Kırıp dökmenin hiç kimseye faydası yok.
Elbette eczacı örgütlerimiz arasında tartışmalar, sorunlar yaşanabilir...
Hatta çekişmeler bile olabilir.
Ancak tüm bunlar demokratik tartışma sınırları içinde kalınmalıdır.
Kurumların "kurumsal kimliklerini" yukarıda tutmak, üyelerin çıkarlarını öncelikli görmek, üyenin işini zorlaştırmak değil kolaylaştırmak yöneticilerin birincil görevidir.
Yöneticiler arası çatışma yöneticilerin derdidir, üyenin değil.
***
Türk Eczacıları Birliği Yönetimi, "sorumluluklarını yerine getirmiyor, ödemesi gereken paraları ödemiyor" iddiası ile İstanbul Eczacı Odası’na SGK sözleşmelerini göndermiyor.
İstanbul Eczacı Odası üyeleri de sözleşmelerini yenileyemiyor.
İstanbul’da diyor ki: "yok böyle bir şey.

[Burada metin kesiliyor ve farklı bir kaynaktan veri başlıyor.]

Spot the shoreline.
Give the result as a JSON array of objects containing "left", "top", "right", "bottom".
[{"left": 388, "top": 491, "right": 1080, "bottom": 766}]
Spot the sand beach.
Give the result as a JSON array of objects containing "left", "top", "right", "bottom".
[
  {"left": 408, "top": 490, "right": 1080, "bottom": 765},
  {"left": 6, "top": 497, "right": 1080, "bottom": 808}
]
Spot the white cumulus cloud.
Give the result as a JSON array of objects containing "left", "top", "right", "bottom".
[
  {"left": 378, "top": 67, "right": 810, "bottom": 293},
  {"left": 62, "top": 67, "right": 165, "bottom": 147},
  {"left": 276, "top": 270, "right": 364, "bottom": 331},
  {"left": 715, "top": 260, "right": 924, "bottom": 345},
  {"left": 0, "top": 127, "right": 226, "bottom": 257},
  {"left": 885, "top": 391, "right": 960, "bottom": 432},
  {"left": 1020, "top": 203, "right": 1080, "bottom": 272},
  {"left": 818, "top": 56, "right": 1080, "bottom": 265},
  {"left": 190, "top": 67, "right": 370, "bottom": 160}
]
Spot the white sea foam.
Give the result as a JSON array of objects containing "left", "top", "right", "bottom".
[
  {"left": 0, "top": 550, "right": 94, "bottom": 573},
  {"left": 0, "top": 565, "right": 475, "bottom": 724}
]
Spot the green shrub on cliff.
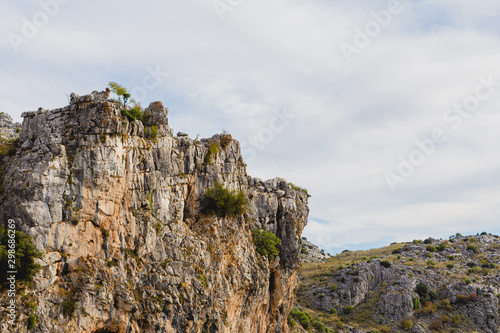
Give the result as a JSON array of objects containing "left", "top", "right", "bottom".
[
  {"left": 252, "top": 229, "right": 281, "bottom": 260},
  {"left": 201, "top": 182, "right": 247, "bottom": 217},
  {"left": 0, "top": 227, "right": 42, "bottom": 283}
]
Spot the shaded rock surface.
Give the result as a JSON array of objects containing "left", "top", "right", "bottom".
[{"left": 0, "top": 90, "right": 308, "bottom": 333}]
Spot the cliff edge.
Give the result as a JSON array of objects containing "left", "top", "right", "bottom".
[{"left": 0, "top": 90, "right": 308, "bottom": 333}]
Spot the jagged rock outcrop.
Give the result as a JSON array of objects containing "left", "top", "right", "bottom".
[
  {"left": 0, "top": 112, "right": 21, "bottom": 140},
  {"left": 0, "top": 90, "right": 308, "bottom": 333}
]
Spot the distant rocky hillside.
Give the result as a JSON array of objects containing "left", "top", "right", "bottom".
[
  {"left": 300, "top": 237, "right": 330, "bottom": 263},
  {"left": 0, "top": 89, "right": 309, "bottom": 333},
  {"left": 289, "top": 233, "right": 500, "bottom": 333}
]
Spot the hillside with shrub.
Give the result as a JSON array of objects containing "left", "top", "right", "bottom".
[{"left": 289, "top": 232, "right": 500, "bottom": 333}]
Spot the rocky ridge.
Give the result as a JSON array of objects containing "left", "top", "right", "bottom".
[
  {"left": 0, "top": 112, "right": 21, "bottom": 140},
  {"left": 300, "top": 237, "right": 330, "bottom": 263},
  {"left": 296, "top": 233, "right": 500, "bottom": 333},
  {"left": 0, "top": 90, "right": 308, "bottom": 333}
]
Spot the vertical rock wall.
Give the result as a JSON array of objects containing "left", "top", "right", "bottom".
[{"left": 0, "top": 91, "right": 308, "bottom": 333}]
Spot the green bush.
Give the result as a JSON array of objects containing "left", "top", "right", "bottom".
[
  {"left": 415, "top": 282, "right": 429, "bottom": 300},
  {"left": 205, "top": 142, "right": 220, "bottom": 164},
  {"left": 412, "top": 297, "right": 422, "bottom": 310},
  {"left": 425, "top": 245, "right": 436, "bottom": 252},
  {"left": 401, "top": 319, "right": 413, "bottom": 330},
  {"left": 311, "top": 319, "right": 326, "bottom": 333},
  {"left": 220, "top": 131, "right": 233, "bottom": 148},
  {"left": 252, "top": 229, "right": 281, "bottom": 260},
  {"left": 467, "top": 244, "right": 479, "bottom": 254},
  {"left": 0, "top": 227, "right": 42, "bottom": 283},
  {"left": 62, "top": 299, "right": 76, "bottom": 318},
  {"left": 0, "top": 138, "right": 18, "bottom": 159},
  {"left": 121, "top": 105, "right": 147, "bottom": 121},
  {"left": 144, "top": 125, "right": 158, "bottom": 141},
  {"left": 290, "top": 308, "right": 312, "bottom": 329},
  {"left": 28, "top": 313, "right": 36, "bottom": 330},
  {"left": 201, "top": 182, "right": 248, "bottom": 217},
  {"left": 380, "top": 260, "right": 391, "bottom": 268}
]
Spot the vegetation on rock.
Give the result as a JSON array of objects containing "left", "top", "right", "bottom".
[
  {"left": 252, "top": 229, "right": 281, "bottom": 260},
  {"left": 201, "top": 182, "right": 248, "bottom": 217},
  {"left": 0, "top": 227, "right": 42, "bottom": 282}
]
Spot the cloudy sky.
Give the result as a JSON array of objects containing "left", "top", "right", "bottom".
[{"left": 0, "top": 0, "right": 500, "bottom": 254}]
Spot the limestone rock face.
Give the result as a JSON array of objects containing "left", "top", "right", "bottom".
[{"left": 0, "top": 90, "right": 308, "bottom": 333}]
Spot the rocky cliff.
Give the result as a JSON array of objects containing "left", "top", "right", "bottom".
[{"left": 0, "top": 90, "right": 308, "bottom": 333}]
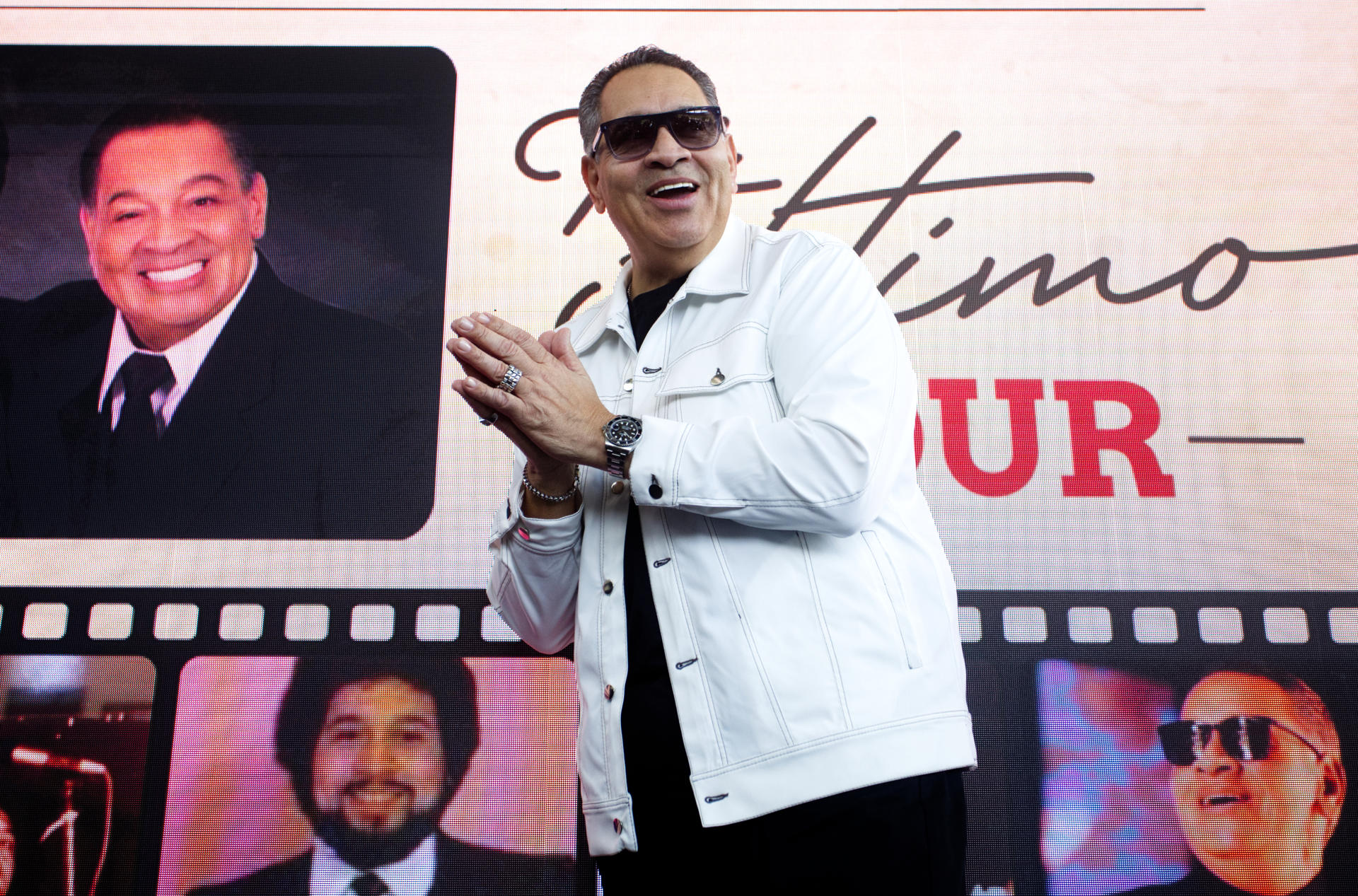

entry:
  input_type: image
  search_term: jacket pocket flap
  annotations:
[656,325,772,395]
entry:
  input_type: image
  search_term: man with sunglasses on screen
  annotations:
[1132,670,1349,896]
[448,46,976,896]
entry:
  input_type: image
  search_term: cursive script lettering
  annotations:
[515,109,1358,326]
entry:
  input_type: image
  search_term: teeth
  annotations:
[145,261,208,284]
[651,183,698,195]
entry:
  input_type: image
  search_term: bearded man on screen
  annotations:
[190,657,573,896]
[448,46,976,896]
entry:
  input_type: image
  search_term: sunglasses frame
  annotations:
[1156,716,1325,769]
[589,106,726,161]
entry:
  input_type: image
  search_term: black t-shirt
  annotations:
[622,274,698,837]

Bu yapılan tamamen siyasi baskıdır"
Ne olup bitiyor?..
Biz bilmiyoruz. Karşılıklı suçlayan açıklamalar var. Onları okuyoruz.

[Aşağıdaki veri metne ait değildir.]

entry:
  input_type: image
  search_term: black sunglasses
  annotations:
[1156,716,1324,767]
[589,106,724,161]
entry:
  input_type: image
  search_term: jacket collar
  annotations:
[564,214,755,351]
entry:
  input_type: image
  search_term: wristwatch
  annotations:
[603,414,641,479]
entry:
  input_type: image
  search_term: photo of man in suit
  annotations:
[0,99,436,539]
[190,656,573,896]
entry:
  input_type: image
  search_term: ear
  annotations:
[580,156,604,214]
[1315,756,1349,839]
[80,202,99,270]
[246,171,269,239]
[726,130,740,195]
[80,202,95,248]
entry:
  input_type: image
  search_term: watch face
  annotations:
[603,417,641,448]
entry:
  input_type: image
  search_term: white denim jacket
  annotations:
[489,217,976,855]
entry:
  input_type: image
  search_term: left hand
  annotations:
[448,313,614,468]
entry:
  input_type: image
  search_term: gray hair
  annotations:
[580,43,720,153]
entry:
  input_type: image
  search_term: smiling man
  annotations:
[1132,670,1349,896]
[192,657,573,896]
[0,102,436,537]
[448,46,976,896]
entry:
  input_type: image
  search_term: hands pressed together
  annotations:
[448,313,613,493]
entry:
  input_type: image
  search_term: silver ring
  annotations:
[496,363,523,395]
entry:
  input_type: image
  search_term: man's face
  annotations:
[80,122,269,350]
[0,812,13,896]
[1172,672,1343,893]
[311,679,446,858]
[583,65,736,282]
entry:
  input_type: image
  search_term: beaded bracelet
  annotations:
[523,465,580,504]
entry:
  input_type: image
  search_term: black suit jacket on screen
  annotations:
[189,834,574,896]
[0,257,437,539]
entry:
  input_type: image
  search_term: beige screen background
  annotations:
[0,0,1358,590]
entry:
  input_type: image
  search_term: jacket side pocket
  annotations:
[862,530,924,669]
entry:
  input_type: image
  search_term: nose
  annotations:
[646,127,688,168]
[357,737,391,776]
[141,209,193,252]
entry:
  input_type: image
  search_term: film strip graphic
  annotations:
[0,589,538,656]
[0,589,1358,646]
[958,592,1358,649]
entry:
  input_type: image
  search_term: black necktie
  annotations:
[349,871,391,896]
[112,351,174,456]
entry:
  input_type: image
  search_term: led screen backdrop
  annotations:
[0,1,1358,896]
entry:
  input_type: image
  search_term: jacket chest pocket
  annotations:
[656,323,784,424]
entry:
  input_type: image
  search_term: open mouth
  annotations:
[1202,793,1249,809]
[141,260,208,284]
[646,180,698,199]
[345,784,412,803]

Bildiğimiz net bir şey var:
İstanbul’da, "SGK sözleşmesi yenileme işlemleri yapılamıyor"
Meslektaşlarımız kaygılı.
Aslında kaygılı olmaktan çok ne yapacağını bilemez halde... İki arada bir derede derler ya öyle.
Şimdi de TEB diyor ki:
“İşlemlerinizi yapın. Tüm üyelere kargo ile doğrudan sözleşme göndereceğim”
***
İstanbul Eczacı Odası Başkanı Semih Güngör, SGK İl Müdürü ile görüşmüş.
Demiş ki:
"Bizim birlik bize sözleşme kağıdı göndermiyor. Sorunu çözelim. İstanbul ilaçsız kalmasın..."
Bu olacak iş mi?
O müdür ne düşünmüştür bir "düşünün".
Bizi dışarıdan izleyen siyasiler, ilaç sanayicileri, depocular ne düşünüyorlardır bir durun "düşünün".
Yapmayın...
***
Dün Farmavizyon Eczacılık Fuarı’ndaydım.
Sohbetlerin konusu bu meseleydi.
Ortak kanı şu:
Gereksiz, eczacıya, eczacının kurumlarına zarar veren, kazananı olmayacak "kuru" bir inatlaşma.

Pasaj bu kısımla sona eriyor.